IN JANUARY 2017 THE BBC ran the following news story.

‘Robots could help solve social care crisis, say academics. In the UK alone, 15,000 people are over a hundred years of age and this figure will only increase. The robots will offer support with everyday tasks, like taking tablets, as well as offering companionship.’

It was a couple of months after they had killed Hobbes that they offered me the robot. To be honest, I almost declined, but since curiosity is the philosopher’s raison d’etre, I agreed. When the day came for the delivery I watched the young man as he unwrapped it; yards of bubble wrap, oceans of smooth white plastic sheeting, like undressing a bride, I thought.

‘What is it called?’ I asked, meekly.

‘Kim. Gender neutral, easy to remember.’

The thing itself reminded me of a child’s drawing of the human shape, a larger white blob for a body and a smaller white blob for the head. The head part was blank apart from two big baby seal eyes until a circle appeared below the eyes and flashed at me while a mechanical voice said: ‘Hello Martha?’

I smiled at Mark, ingratiatingly. ‘What else does it do?’

‘I’m busy fixing its skills right now. Reminds you to take your pills, phones your friends, calls taxis, encourages you to exercise, plays snap.’

‘Plays snap? How does it do that?’

‘There is a little screen here.’

‘Does it play poker?’

‘Could do.’

By now we were drinking coffee and I offered him a cigarette.
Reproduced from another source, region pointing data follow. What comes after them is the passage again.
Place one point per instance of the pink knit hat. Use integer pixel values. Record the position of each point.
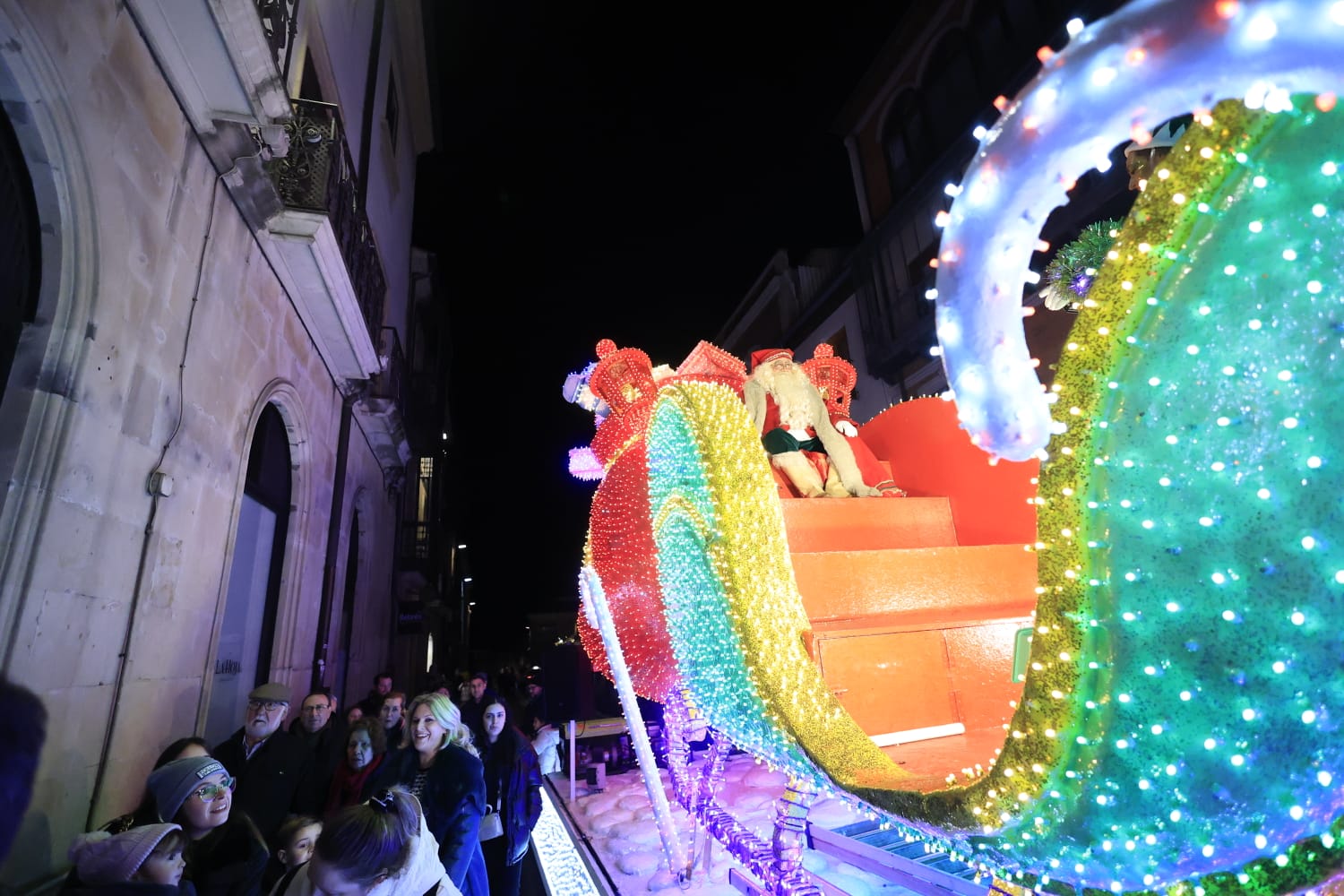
(112, 858)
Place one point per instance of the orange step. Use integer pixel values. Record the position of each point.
(946, 583)
(814, 525)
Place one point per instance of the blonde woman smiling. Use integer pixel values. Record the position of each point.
(440, 766)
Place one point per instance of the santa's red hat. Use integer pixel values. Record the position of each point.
(766, 355)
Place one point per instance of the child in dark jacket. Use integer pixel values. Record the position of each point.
(142, 861)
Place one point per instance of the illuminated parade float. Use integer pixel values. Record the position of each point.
(1156, 540)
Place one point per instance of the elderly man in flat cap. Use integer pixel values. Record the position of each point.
(273, 767)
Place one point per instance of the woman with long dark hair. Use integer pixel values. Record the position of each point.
(376, 848)
(513, 790)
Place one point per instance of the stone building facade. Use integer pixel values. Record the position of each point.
(202, 429)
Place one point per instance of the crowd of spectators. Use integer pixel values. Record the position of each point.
(392, 796)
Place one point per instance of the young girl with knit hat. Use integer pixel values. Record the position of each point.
(142, 861)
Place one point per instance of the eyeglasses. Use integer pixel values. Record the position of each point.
(210, 793)
(269, 705)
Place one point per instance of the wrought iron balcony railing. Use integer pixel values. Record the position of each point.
(280, 23)
(319, 177)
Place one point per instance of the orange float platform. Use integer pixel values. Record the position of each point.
(916, 603)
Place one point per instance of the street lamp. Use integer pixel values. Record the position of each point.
(467, 621)
(470, 605)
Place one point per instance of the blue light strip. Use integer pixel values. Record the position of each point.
(556, 855)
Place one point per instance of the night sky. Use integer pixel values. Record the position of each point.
(616, 172)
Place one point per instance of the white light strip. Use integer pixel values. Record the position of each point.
(898, 737)
(562, 866)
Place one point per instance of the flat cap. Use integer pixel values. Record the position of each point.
(271, 691)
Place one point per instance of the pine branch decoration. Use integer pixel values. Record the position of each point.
(1070, 273)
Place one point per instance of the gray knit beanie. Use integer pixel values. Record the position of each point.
(174, 782)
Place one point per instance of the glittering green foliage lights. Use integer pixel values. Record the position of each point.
(1193, 514)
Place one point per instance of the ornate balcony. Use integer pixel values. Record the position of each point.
(382, 409)
(323, 245)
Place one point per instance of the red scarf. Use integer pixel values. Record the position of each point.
(347, 783)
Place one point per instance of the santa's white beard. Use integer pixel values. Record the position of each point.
(792, 392)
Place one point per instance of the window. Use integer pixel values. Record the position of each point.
(898, 131)
(392, 113)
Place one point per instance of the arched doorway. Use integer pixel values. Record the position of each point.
(247, 630)
(19, 247)
(347, 613)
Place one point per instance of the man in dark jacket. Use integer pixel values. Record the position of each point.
(271, 766)
(374, 702)
(323, 731)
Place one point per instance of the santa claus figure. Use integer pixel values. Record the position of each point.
(796, 429)
(835, 378)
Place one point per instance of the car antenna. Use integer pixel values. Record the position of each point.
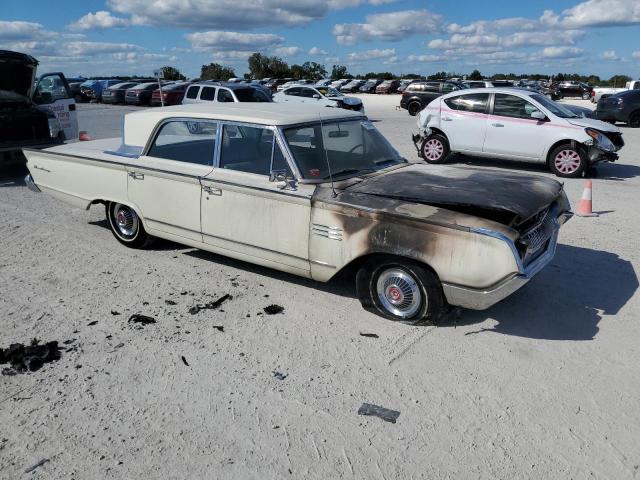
(326, 156)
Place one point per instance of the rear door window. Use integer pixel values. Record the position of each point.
(193, 92)
(190, 141)
(475, 102)
(208, 94)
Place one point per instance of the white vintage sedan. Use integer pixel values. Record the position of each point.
(313, 193)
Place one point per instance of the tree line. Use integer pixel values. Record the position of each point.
(265, 66)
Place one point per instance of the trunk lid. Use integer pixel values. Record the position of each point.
(506, 198)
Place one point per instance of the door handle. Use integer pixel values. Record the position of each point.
(212, 190)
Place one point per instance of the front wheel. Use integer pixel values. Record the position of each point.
(567, 162)
(401, 290)
(414, 108)
(435, 149)
(126, 226)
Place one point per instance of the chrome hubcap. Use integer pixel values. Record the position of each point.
(567, 161)
(433, 149)
(399, 293)
(126, 220)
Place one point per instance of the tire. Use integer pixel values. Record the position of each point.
(413, 108)
(567, 162)
(435, 149)
(126, 226)
(401, 290)
(634, 119)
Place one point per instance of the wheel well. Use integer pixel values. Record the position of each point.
(351, 268)
(565, 141)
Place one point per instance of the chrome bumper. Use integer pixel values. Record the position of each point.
(28, 180)
(481, 299)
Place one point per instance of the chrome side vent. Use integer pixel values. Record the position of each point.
(333, 233)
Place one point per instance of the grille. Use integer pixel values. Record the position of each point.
(534, 241)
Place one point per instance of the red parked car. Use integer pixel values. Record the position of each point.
(171, 94)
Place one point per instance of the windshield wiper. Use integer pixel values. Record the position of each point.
(349, 171)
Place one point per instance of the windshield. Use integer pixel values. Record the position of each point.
(351, 147)
(251, 95)
(329, 92)
(555, 108)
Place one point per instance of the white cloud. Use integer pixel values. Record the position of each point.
(561, 52)
(287, 51)
(600, 13)
(371, 54)
(240, 14)
(316, 51)
(99, 20)
(219, 40)
(388, 26)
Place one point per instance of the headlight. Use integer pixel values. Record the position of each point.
(54, 127)
(600, 140)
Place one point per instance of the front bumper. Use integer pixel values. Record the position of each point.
(481, 299)
(28, 180)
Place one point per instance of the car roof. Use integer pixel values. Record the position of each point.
(139, 125)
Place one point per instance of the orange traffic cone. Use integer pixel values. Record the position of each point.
(585, 206)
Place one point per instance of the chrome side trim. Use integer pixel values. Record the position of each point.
(28, 180)
(333, 233)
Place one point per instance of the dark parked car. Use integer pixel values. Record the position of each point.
(171, 94)
(115, 93)
(370, 86)
(91, 90)
(140, 94)
(404, 84)
(419, 94)
(620, 107)
(575, 89)
(352, 86)
(33, 115)
(388, 86)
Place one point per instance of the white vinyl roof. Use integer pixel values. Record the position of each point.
(139, 125)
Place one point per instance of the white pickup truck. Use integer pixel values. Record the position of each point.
(598, 92)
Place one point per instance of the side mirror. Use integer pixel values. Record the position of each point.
(538, 115)
(278, 176)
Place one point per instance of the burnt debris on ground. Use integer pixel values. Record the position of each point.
(380, 412)
(211, 305)
(273, 309)
(142, 319)
(22, 358)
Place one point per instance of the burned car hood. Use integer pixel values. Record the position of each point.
(593, 123)
(506, 198)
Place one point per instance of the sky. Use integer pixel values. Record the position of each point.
(125, 37)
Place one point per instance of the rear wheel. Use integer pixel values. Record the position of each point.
(413, 108)
(567, 162)
(126, 226)
(400, 289)
(435, 148)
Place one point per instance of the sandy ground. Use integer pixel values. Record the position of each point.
(542, 385)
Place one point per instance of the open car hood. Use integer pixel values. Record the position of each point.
(17, 72)
(507, 198)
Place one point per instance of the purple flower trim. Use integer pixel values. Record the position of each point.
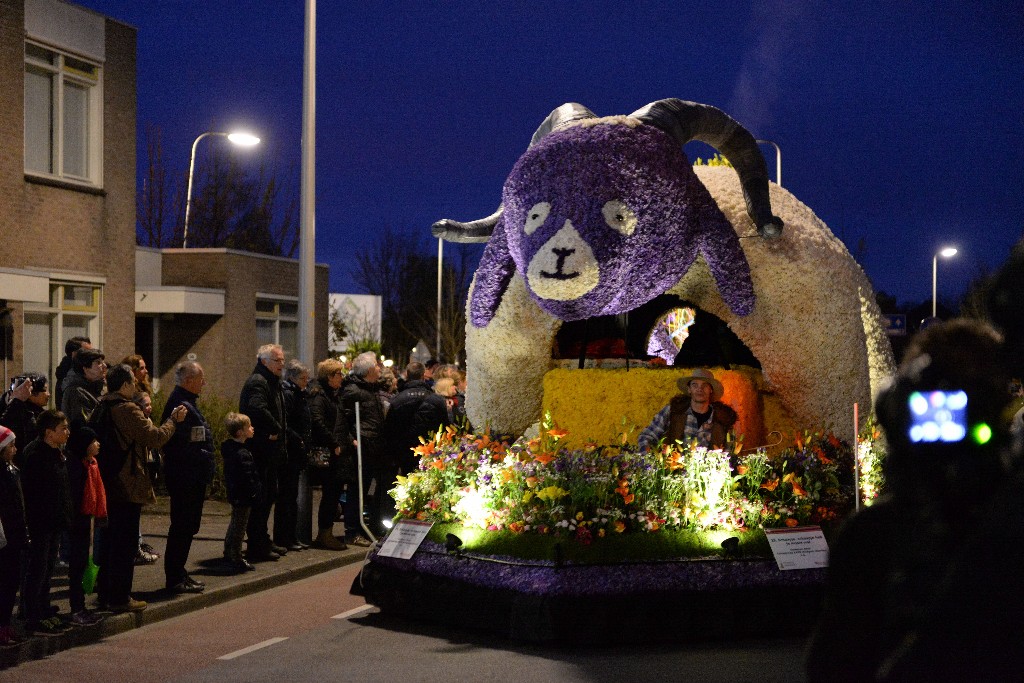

‘Can we?’ He looked up at the smoke alarm.

‘If you disabled that we could.’ The truth is I am not that fond of the smell of cigarette smoke indoors although I love the occasional nicotine-fuelled evening out on my balcony; but I knew now that I could get him to break the rules and that we had become, in however small a way, co-conspirators.

While we puffed I asked, ‘Could it have another name?’

‘Not really.’

‘Not really it is outside your skillset or not really it means breaking the law?’

He smiled. I liked his face. It was young, of course, but soft with a handsome mouth and a crooked smile. If I had been sixty years younger I would have made a beeline for him.

‘What do you want to call it? Something short and snappy is what they recommend.’

Kant came immediately to mind but I knew there could be so much calamitous confusion in terms of pronunciation and spelling that I abandoned that idea.

‘Schopenhauer,’ I said. As he started laughing, I added, ‘Not exactly short and snappy but certainly unforgettable.’

‘OK. OK. How do you spell it?’

‘More coffee?’

In the end we settled on Arthur. I watched him as he tapped away on his keyboard and as I was wondering what on earth I was doing since this clearly was not going to bring Schopenhauer into my life, he said, ‘Of course, you know, these machines aren’t really for you at all.’

‘How come?’

‘They are just monitors. Screens to watch you on twenty-four/seven. All the time. And listen to you as well.